Ехать нам предстояло через весь Кабул, затем по автотрассе на северо-восток в курортный пригород столицы Патман. До победы Апрельской революции там отдыхали на собственных виллах и прочих загородных резиденциях члены местного правительства и богатеи (что, впрочем, было одно и то же). Естественно, после революции все виллы были конфискованы. На одной из них, переданной новым режимом местным спецслужбам, нам предстояло в течение месяца теоретически и практически подготовить для активной работы группу афганских молодых контрразведчиков. Нам сказали, что это партийный набор — ребят взяли на службу прямо из Кабульского университета и Политехнического института. Раньше они были активистами НДПА, работали в подполье, а теперь вот служили в контрразведке.
Проезжая по набережной реки Кабул (наши прозвали ее Кабул-ка, так как большую часть года эта река являла собой неширокий и мутный, пахнущий нечистотами ручей), мы наблюдали прелюбопытную картину.
Идущая перед нами прекрасная, сверкающая перламутром «тойота» новейшей модели наехала на нищего, который перебегал дорогу. «Тойота» остановилась (мы тоже), и из-за руля неспешно вышел красиво и чисто одетый мордатый афганец. К нему, грохоча подкованными высокими военными ботинками, уже мчался постовой полицейский с жезлом регулировщика в руках и в белой портупее.
— Ну, сейчас он даст ему прикурить! — злорадно сказал Николай. — Видишь знак: здесь переход, водитель должен был остановиться и пропустить пешехода!
Однако, к нашему удивлению, регулировщик, подбежав к «тойоте», стал бить ногами пытающегося отползти в сторону нищего. Наконец потерпевший сумел встать на четвереньки. Под крики моментально собравшейся толпы зевак и улюлюканье грязных, беснующихся мальчишек, подволакивая ногу, сопровождаемый пинками и бранью полицейского, он выполз на тротуар и проворно юркнул куда-то в переулок.
Закончив на этом разбор дорожно-транспортного происшествия, полицейский подскочил к владельцу «тойоты», который озабоченно осматривал слегка треснувший пластиковый бампер и фару. Судя по жестикуляции, полицейский извинялся за недосмотр и выражал сочувствие по поводу причиненного новенькой автомашине ущерба.

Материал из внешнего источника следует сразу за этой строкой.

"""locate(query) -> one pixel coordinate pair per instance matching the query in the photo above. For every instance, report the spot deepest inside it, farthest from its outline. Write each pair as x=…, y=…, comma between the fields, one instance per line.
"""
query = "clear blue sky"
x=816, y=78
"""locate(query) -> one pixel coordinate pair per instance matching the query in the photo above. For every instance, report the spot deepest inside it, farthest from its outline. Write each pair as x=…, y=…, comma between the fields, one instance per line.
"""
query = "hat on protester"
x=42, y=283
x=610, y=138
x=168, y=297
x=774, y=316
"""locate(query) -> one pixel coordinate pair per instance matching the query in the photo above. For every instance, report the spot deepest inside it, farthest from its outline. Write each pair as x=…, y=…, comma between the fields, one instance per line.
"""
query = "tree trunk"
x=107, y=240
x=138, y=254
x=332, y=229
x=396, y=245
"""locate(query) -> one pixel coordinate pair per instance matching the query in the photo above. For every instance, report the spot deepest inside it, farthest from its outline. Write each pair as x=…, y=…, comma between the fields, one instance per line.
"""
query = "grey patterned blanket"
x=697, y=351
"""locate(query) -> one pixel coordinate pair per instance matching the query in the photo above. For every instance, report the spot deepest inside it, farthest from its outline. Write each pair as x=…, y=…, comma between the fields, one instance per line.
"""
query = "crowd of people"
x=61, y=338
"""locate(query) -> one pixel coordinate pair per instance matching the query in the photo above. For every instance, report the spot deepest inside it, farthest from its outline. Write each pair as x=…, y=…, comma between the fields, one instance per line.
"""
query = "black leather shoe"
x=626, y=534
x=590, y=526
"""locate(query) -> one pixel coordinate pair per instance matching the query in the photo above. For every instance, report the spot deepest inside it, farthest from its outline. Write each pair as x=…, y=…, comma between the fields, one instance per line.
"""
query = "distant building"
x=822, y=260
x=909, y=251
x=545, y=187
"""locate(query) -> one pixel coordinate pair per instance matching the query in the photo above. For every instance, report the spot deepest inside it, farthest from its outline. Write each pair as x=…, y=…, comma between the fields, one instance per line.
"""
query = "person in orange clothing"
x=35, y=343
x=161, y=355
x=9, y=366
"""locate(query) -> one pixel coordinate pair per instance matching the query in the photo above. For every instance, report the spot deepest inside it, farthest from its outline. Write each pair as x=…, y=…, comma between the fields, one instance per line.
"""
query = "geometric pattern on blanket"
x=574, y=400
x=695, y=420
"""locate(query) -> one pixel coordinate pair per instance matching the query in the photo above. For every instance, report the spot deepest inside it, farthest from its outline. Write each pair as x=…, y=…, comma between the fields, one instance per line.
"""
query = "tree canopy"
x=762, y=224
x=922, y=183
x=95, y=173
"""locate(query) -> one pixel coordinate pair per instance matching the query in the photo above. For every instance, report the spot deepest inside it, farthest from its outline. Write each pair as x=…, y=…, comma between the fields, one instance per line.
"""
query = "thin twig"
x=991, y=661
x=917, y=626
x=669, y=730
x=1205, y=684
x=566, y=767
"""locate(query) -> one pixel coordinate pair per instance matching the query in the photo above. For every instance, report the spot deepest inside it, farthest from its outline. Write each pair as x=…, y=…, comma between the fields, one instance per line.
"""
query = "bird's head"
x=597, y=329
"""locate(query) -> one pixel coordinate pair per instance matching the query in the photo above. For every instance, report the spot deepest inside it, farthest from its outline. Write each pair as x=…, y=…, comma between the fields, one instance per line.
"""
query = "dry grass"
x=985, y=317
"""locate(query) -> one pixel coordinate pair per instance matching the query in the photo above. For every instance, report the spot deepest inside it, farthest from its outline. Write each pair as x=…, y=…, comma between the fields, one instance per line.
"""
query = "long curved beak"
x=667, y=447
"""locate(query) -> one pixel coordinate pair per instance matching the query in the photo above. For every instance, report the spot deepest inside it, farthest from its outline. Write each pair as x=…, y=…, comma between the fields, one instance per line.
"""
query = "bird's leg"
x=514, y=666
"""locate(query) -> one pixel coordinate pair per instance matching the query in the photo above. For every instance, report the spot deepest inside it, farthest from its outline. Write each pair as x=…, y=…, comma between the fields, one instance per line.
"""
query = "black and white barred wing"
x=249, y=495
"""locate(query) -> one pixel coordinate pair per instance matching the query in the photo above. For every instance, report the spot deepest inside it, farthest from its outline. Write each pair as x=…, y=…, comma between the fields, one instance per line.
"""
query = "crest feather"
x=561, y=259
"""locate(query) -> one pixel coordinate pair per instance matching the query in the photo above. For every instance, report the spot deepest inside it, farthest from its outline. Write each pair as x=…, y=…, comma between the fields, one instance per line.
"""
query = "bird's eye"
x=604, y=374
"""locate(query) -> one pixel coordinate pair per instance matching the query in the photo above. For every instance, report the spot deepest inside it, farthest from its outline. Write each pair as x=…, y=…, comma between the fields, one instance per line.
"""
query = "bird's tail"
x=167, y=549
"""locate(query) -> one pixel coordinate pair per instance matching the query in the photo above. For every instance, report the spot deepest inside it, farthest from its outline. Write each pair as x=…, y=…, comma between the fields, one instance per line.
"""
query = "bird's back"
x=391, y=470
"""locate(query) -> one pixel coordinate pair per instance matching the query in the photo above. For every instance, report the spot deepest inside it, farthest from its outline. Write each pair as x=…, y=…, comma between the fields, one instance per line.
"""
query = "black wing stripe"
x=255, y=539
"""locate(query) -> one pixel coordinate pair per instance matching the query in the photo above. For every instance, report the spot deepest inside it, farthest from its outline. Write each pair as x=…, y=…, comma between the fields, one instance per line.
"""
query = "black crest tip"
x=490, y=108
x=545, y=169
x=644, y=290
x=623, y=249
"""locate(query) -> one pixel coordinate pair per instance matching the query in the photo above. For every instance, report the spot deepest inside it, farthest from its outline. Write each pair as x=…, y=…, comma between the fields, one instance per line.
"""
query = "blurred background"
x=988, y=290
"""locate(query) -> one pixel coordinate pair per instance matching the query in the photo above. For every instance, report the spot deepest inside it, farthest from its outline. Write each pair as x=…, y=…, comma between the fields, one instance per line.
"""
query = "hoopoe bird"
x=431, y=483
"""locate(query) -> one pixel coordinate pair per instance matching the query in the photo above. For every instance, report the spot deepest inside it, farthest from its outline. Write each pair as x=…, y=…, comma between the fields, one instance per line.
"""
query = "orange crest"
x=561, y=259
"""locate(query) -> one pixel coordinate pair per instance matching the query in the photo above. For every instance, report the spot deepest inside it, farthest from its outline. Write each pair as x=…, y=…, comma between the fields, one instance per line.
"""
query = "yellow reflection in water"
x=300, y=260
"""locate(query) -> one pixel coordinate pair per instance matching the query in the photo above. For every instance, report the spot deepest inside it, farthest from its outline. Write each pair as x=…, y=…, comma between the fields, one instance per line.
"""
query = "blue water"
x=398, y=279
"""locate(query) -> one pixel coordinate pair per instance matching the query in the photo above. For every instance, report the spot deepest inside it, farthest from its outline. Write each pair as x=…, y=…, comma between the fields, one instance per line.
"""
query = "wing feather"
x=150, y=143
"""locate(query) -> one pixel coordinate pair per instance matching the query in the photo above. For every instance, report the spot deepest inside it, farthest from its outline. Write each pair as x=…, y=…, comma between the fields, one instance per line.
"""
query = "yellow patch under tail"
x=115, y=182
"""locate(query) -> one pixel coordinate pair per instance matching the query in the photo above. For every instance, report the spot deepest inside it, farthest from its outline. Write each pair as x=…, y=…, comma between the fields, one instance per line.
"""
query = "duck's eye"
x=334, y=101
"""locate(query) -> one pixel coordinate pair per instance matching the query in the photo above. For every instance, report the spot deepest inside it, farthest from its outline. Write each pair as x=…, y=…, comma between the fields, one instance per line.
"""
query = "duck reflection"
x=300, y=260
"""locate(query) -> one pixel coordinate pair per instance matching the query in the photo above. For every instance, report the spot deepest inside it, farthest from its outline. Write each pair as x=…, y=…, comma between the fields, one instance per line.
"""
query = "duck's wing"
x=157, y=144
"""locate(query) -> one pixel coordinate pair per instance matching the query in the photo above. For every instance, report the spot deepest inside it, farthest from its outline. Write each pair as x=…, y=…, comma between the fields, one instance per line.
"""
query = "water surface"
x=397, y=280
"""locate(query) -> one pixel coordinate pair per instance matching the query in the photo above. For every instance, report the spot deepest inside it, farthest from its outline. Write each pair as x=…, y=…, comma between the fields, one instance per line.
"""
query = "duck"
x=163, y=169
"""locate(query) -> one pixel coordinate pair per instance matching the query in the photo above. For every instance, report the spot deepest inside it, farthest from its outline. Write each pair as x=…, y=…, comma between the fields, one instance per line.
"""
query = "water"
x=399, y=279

Не поворачивая головы и не глядя на полицейского, владелец «тойоты» вытащил бумажник, достал несколько купюр и небрежно опустил их в пространство в сторону полицейского. Представитель транспортной полиции сделал неуловимое движение, и деньги исчезли в кармане его форменного серого френча. Владелец «тойоты» вальяжной походкой обошел свою машину, открыл дверцу, сел за руль. Полицейский следовал за ним буквально по пятам, совершая при этом множество действий, указывающих на его почтение к богатому водителю. Он закатывал глаза, кланялся, прижимал правую руку к сердцу, пытался поймать и поцеловать руку благодетеля.
Инцидент был исчерпан. «Тойота» укатила. Полицейский мгновенно обрел облик озабоченного службой, неприступного стража порядка и строго огляделся. Собравшаяся толпа стала рассасываться: больше ничего интересного не предвиделось. Одернув френч, регулировщик прошелся туда-сюда, а затем, вдруг потеряв всякий интерес к службе, помахивая жезлом, не спеша подался в сторону дуканов, где прямо на улице в мангалах дымились шашлыки…
— Во, дела! — покрутил головой Долматов.